Yale is the best thing that has happened to me. I’ve grown, learned and failed in absolutely spectacular ways. But the one issue I’ve had with my time here is that I haven’t always felt beautiful. I believe the strongest human desire is to feel beautiful — to love and be loved. Ultimately, everything we do is aimed at filling this need. At Yale we continue searching for this love, but too often in all the wrong places.

Earlier in our lives, this struggle for love manifested itself in much clearer ways. I can remember a time when I sported a bowl haircut, glasses (with the wraparound strap), braces and cargo shorts. During those years, I would do anything to gain the acceptance of my classmates. I hated myself to the point that I was willing to be anything except who I was. I mimicked the popular kids, subverted my intelligence and mocked my friends, all in the hope of gaining validation and love from the “in” crowd. I vividly remember the cliques I encountered and the sense that my self-worth was completely conditional on their acceptance.

Our struggle for validation and love in college happens in much more insidious ways.

During a lecture at the University of London, writer C.S. Lewis warned college students of what he called “the inner ring,” which he believed to be the main force motivating human decisions.
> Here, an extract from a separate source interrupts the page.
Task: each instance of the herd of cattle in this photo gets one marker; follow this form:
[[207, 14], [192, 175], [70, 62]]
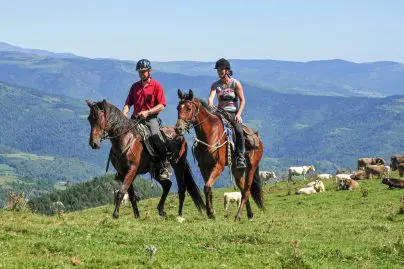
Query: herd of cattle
[[346, 179]]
The dominating element of this inner ring is the desire to be in an “in” crowd, as well as the terror of being left outside. Eagerly, we move through these concentric rings, all in the search for love. And unfortunately, the fear of rejection from the inner ring will motivate us to do increasingly self-destructive things.

At Yale, inner rings are everywhere. Whether through secret societies, internships, fraternities, sororities or other student organizations, we long to unpeel the onion of success at Yale. Our self-worth is pinned to these social constructions.

A freshman may initially join the Yale College Council, thinking that it is a group that will be a validation of success. Once in, instead of being happy, he sees the Executive Board as the new “in” group he should be part of. Once elected to the Executive Board, he tells himself that the position of president is where happiness and self-worth lie. But as someone who was voted the Yale College Council president, I can tell you sincerely that titles bring none of the love or validation we all so desperately seek.

I loved my time in student government because I genuinely cared about the causes I advocated for and the people I worked with. But I also understand the damaging effect these inner rings can have — the power of rejection from secret societies, internships and student groups can absolutely destroy one’s self-worth. You won’t find love if your sole desire is to be in the “in” crowd, your motivations extricated from enjoyment of the craft and your colleagues.

I’ve often felt a gnawing sense of insecurity, which comes with fear of rejection. It’s motivated me to join groups I wasn’t passionate about and attempt to impress particular people in the hope they would validate me. Through this self-doubt, I completely missed the point of why I was doing it in the first place — to love and be loved. Inner rings are, by themselves, devoid of this love. Simply being in the know doesn’t produce real pleasure.

Validation comes from self-love. I don’t mean to be pejorative about how self-love is easy and simple. I don’t want this to come off as a Buzzfeed list or an article on Thought Catalog that explains how you can find love if you only try a little harder or think more positively. It’s something I work on every day, and while some days I have it under control, other days I see my self-confidence steamrolled into a sliver of its former self. Yale often makes self-love much more difficult — we find ourselves desperately seeking acceptance to the inner rings we thought we left behind in middle school, seeking validation in ways that damage our self-esteem.

Unless we consistently fight our misguided urges, we will search for validation in all the wrong ways. While difficult and frustrating, tell yourself every day the only truth there is in this world.

We are all infinitely and impossibly beautiful.